Review: The Switch

Written by: Beren Neale


You’ve already met the characters in The Switch. Jason Bateman’s neurotic New Yorker has been kicking around since Woody Allen swapped stand up for film, and Jennifer Aniston continues to hone the character she’s been playing for the past 20-odd years.

Anyone with a few rom coms under their belt will also know their friends, a tag team of gently mocking/slightly kooky best buds played by Jeff Goldblum and Juliet Lewis. You’ll know all the players intimately, but The Switch’s ‘thing’, its main selling point, isn’t its actors but its story based on the book Baster by Jeffrey Eugenides.

Wally and Kassie are BFFs, and with Kassie’s biological clock ticking like a nail bomb, she becomes a fan of artificial insemination overnight – even throwing a party to celebrate the big event. It’s here that a shit-faced Wally drops the intended donor’s spunk down a sink, but is lucid enough to replace it with his own before passing out and forgetting all about it. Skip seven years later, and Kassie’s back from living in the country, with a precautious, neurotic son in tow. Pennies drop and disaster is narrowly avoided, but will everyone find happiness in the end? Yes… yes they will.
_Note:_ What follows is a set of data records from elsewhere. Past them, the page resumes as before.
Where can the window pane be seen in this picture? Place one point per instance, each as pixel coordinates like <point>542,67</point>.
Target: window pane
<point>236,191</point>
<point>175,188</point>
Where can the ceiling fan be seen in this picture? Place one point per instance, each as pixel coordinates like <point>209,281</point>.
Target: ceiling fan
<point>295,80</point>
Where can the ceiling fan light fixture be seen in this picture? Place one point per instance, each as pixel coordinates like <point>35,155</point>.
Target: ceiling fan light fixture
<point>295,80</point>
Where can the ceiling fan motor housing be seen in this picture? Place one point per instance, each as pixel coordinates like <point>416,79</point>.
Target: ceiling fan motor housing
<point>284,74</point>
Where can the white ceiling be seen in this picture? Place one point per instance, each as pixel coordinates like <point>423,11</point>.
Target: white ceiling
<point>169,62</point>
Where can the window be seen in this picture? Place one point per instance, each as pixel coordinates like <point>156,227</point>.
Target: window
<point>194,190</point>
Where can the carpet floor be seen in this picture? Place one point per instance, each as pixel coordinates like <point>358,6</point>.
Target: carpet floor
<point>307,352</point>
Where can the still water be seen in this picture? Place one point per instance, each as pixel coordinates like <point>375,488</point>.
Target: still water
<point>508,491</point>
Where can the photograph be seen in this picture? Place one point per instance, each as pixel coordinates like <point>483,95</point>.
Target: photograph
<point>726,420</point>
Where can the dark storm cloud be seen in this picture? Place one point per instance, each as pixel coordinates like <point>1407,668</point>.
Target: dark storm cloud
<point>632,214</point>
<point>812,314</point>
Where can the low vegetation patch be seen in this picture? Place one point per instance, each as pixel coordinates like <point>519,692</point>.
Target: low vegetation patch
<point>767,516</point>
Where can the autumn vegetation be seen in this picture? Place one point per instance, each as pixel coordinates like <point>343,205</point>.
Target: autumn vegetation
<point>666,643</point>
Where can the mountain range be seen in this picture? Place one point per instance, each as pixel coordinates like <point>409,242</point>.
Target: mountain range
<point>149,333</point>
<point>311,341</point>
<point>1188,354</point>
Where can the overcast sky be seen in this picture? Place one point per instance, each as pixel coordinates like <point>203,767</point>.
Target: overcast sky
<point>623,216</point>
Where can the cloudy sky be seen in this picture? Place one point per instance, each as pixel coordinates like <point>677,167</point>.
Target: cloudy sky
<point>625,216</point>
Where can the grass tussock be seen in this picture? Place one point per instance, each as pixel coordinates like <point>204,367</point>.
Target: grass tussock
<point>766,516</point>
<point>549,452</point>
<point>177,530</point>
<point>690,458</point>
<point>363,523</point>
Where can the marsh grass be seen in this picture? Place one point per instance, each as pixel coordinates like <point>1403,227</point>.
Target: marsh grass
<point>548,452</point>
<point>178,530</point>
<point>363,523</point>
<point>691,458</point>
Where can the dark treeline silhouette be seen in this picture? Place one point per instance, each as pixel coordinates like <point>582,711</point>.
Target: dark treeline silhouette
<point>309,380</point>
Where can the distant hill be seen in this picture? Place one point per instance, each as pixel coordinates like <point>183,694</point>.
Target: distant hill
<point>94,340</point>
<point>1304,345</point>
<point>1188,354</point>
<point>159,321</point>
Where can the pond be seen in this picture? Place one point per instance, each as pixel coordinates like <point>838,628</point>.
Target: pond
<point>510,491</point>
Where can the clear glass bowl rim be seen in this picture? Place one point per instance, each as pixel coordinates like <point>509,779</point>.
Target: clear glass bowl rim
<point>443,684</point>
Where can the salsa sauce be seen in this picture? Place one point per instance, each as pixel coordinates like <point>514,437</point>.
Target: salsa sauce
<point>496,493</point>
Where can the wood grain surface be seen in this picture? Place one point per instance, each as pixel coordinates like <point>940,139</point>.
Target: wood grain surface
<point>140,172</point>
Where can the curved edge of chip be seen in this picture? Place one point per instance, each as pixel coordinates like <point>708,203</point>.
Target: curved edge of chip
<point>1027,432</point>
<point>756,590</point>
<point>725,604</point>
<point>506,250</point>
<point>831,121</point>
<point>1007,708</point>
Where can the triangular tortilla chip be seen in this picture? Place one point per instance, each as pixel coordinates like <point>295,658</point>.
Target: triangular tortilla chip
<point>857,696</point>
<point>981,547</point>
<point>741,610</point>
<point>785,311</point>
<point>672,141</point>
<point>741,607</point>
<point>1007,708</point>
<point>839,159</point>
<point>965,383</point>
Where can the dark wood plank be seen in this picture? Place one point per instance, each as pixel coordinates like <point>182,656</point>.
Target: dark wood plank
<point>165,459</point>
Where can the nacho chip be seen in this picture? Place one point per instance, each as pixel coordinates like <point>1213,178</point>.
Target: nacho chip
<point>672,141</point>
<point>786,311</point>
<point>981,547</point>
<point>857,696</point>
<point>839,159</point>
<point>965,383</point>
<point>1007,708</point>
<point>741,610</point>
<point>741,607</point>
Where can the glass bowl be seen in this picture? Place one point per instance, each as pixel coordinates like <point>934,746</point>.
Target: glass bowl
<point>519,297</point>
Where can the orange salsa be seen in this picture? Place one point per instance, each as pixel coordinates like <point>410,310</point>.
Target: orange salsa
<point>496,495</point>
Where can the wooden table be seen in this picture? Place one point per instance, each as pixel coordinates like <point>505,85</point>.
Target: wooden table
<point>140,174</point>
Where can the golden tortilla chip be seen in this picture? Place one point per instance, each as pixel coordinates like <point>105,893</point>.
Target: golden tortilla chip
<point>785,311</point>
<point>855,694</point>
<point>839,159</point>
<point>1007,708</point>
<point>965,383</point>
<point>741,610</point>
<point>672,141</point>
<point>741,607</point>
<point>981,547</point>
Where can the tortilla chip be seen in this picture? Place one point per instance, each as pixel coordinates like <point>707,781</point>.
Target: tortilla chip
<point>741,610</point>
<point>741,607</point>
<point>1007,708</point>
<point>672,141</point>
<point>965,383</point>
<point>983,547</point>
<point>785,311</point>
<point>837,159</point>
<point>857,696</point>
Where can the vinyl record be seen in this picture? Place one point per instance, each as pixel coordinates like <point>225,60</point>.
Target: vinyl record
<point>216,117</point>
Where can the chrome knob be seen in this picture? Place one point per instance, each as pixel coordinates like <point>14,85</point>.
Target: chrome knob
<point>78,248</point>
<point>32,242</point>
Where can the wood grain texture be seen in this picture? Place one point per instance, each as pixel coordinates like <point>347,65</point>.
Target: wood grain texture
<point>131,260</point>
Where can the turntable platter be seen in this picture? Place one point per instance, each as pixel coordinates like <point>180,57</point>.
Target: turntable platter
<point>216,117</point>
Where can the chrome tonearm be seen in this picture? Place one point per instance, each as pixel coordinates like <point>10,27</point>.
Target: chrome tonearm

Criticising The Switch for relying on genre clichés may be like criticising an action film for having too many explosions, but even on the erratic sliding scale of mainstream rom coms, this is risk-free, gelatinous fare. The squawking of shorthand characters impossible to care about drowns out occasionally sharp dialogue. The biggest shame though is the film’s main point, it’s irreverent story, is told by tacking together of bunch of contrived sequences, making the film feel like an extended advert for all mediocre rom coms.

The Switch is released on DVD and Blu-ray 17 January 2011.